Information Management for Aviators

With iPad in hand, pilot Joey Martin goes over documents in his electronic flight bag.

With iPad in hand, pilot Joey Martin goes over documents in his electronic flight bag.

Running aviation operations in an organization like MAF requires a lot of information to be accessed, computed, and logged. A lot! There are passenger manifests, maintenance records, aviation operations manuals, airport strip charts, aircraft manuals, procedure checklists, weight and balance tables, and maps. Those are just some of the ones I know of, and I’m not a pilot! You can imagine the pages, and pages of references and forms that it takes to keep the planes flying.

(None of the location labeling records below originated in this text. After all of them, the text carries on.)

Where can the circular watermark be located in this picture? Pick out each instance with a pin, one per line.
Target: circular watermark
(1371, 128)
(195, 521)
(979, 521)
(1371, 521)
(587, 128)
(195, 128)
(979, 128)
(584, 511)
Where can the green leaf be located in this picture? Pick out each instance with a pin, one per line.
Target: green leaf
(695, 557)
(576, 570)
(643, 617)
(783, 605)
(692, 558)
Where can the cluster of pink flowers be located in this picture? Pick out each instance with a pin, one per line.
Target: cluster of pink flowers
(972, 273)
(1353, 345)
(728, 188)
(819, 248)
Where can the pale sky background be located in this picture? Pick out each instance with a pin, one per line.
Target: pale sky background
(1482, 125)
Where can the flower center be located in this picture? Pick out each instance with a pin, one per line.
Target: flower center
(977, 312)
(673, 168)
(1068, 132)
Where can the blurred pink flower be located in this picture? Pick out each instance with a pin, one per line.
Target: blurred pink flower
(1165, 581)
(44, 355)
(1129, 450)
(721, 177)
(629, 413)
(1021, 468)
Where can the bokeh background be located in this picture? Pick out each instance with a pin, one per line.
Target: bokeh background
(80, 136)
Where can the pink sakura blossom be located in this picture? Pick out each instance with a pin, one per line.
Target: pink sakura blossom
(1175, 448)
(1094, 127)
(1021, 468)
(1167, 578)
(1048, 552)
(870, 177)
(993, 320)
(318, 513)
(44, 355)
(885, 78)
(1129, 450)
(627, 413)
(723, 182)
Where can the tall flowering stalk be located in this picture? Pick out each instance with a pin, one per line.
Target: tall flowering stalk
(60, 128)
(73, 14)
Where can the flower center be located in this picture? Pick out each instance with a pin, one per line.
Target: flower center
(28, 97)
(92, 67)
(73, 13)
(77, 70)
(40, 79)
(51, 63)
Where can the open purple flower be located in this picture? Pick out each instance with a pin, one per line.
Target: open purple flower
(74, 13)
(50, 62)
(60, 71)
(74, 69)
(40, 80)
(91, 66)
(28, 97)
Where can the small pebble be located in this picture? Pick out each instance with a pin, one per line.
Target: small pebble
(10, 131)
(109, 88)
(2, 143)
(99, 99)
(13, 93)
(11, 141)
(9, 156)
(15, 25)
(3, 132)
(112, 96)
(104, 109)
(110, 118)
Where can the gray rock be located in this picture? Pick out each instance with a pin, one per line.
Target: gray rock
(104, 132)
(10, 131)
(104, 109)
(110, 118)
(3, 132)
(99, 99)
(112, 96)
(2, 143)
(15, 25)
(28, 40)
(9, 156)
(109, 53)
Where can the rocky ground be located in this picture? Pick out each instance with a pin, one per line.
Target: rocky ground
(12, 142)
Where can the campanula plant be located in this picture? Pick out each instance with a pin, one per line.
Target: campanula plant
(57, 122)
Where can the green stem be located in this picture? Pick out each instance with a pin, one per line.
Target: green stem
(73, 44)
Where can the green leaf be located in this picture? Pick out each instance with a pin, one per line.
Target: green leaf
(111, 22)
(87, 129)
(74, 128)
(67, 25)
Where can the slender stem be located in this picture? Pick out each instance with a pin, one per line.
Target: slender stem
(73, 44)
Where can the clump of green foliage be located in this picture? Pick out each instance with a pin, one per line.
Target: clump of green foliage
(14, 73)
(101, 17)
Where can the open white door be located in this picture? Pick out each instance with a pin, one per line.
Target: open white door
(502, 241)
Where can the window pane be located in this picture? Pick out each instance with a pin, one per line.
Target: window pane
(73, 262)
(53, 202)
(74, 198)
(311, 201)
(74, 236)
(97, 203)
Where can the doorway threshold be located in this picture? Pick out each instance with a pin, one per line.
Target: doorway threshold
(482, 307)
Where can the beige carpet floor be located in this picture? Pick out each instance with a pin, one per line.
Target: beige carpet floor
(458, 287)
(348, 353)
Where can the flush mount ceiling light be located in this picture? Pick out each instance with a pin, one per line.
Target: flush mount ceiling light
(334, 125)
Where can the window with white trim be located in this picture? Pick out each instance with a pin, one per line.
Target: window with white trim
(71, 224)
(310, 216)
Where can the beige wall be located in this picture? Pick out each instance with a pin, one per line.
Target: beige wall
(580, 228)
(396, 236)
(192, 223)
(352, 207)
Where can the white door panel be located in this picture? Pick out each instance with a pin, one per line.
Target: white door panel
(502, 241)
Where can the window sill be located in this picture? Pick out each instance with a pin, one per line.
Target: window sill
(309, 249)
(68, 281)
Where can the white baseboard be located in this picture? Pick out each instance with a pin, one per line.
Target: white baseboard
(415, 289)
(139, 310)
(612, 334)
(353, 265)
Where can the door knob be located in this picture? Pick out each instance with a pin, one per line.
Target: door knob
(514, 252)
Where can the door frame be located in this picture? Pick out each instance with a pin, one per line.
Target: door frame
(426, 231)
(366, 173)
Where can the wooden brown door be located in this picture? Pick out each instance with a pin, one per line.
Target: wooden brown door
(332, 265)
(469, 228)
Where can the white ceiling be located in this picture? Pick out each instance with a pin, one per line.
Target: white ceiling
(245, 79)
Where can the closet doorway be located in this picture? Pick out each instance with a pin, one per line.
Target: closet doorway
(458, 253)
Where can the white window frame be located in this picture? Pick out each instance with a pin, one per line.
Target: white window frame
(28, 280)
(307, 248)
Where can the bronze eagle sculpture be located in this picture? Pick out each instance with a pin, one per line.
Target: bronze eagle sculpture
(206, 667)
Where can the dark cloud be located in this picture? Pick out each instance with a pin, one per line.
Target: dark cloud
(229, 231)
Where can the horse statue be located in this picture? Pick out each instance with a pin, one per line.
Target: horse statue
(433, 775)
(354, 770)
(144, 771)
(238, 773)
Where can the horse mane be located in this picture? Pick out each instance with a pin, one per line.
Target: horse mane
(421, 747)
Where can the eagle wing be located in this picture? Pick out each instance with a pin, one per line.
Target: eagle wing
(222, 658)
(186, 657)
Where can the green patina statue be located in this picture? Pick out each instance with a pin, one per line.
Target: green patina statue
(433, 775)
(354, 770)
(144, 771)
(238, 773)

In MAF’s eastern D.R. Congo program we are starting to make the transition to an “electronic flight bag” system, which will leverage technology to reduce the pilots’ paper load, and centralize information flow. While we’re just in the early stages of the project, the idea is that the process will work something like this:

Each of our pilots has an iPad. Flight documents are generated by our flight scheduler using Wingman, a flight operations planning tool developed by MAF. These documents are stored in a shared folder on our server. Additional documents including manuals, airport strip charts, airstrip photos, and other important references are available in electronic form.

In the morning before a pilot takes off on his first flight he connects to the wireless network with his iPad, and synchronizes it with the file server. In mere seconds he has all the flight documents he needs for the day. He taps a link, and pulls up the latest weather satellite photos. Maybe he even fires off a last-minute email before heading to the plane.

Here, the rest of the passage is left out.